Any organization that designs a system (defined broadly) will produce a design whose structure is a copy of the organization's communication structure.


Precisely. But this is how it should be. The service is a part of the team, but automating the "mundane things" that people can delegate to machines, instead of doing them manually themselves.

This is why, BTW, I'm so dismayed Elon Must fired 85% of Twitter. Now many of their critical services have teams of zero or one developer. Those are basically dead services walking.


> Precisely. But this is how it should be. The service is a part of the team, but automating the "mundane things" that people can delegate to machines, instead of doing them manually themselves.

The organization is often not reflective of what’s actually being achieved. Instead of Catalog, Offer, Order and Shipment you have Alice’s org, Bob’s org and Charlie’s org. If you encode the interfaces between these (impermanent) group boundaries rather than the conceptual boundaries you enter a world of pain.

Charlie might own Order and Shipment because Charlie is the warehouse exec and 20 years ago, when only physical items were sold, all of the order-processing computers were located in a cage in the warehouse. Fast forward to today and the cage is gone, and the order processing system handles digital items and services in addition to physical goods. But good old Charlie still owns the Order and Shipment system because they were baked together 20 years ago.


This is true, but I think things like DDD provide an antidote (or at least, some pressure to organize along different dimensions).

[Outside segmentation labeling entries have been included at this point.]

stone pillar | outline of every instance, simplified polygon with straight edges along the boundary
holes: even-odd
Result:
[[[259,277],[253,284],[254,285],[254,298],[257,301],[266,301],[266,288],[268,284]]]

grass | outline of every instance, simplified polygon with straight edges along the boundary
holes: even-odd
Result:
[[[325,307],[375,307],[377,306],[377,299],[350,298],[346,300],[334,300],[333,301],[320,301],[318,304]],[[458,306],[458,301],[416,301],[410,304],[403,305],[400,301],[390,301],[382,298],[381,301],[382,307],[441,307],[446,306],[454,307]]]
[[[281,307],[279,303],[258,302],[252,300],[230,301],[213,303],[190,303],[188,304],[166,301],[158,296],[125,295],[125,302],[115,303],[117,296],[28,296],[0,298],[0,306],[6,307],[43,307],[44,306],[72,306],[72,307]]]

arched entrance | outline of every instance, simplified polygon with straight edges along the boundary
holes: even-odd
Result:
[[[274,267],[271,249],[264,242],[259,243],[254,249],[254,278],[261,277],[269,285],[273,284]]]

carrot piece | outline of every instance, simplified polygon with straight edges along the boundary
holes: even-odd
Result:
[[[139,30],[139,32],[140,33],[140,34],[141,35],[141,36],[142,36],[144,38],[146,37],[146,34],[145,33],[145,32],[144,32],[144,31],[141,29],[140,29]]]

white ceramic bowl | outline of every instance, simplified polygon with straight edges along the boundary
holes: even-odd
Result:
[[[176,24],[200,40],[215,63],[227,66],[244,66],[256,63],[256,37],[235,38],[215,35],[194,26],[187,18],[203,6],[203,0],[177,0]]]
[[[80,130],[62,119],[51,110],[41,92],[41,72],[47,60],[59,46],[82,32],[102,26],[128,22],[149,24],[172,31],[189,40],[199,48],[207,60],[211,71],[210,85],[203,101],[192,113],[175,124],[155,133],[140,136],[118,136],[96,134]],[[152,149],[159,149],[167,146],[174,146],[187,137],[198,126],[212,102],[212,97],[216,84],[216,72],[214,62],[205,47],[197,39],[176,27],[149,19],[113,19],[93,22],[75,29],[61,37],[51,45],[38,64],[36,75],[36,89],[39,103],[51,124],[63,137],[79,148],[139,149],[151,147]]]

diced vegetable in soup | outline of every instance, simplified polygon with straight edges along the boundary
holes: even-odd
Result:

If you are explicitly talking about business domains and bounded contexts, then you can see areas where the Alice/Bob split is not optimal (typically, lots of team coupling across org boundaries). Without those concepts I think it is easier to justify arbitrary political/territorial org structures.

There is no panacea; one can always provide contorted justifications for things. But I think having a framework really helps, and particularly, having one that includes business stakeholders and not just pure technical functions.


"Microservices" are not just an acknowledgement of this law, they are a full blown exploitation of it. They are (supposed to be?) literal implementations of your organisation's boundaries/domains.


Would you have the quote on that? I'm curious.

In my opinion, Microservices is an implementation detail, and the extend to which DDD principles are applied is about people and ownership.


Interested in having the quote as well, and ideally the presentation/keynote/interview that came with it.

From my experience, breaking down a monolith without first identifying and isolating its bounded contexts (as in DDD) is a recipe for disaster. With your domains completely entangled in a single codebase, you won't pull only what you want and you will have to bring a lot of undesired code, behaviours and side effects with it.

The safest recipe, in my opinion, is to break down your monolith in bounded contexts (or ideally, to have focused on it from the start), so you can better reason and understand the advantages and trade-offs of moving each specific domain and responsibilities out of your unique codebase.

I saw often teams being motivated in moving their code out of a legacy codebase because of the huge technical debt, but they were bound to suffer a death of a thousand cuts by just bring the same debt in a new service, and adding network constraints on top.


> Microservices is an implementation detail

It is. But it's a very strong one, where it's harder to blur the boundaries because you're putting your code into a service or another.

And that's the advantage. Not because it's easier to apply correctly. But because it's harder to do it badly.

And if you do it badly, it will show and the product performance will be a mess.


Indeed, Uber re-discovered Bounded Contexts not that long ago:

https://www.uber.com/blog/microservice-architecture/

(Though only after they felt the pain of thousands of disorganized services.)


Did he elaborate on how big he thought the team needed to be before microservices were required for DDD?


No plan survives contact with the enemy. But without a plan, neither will you.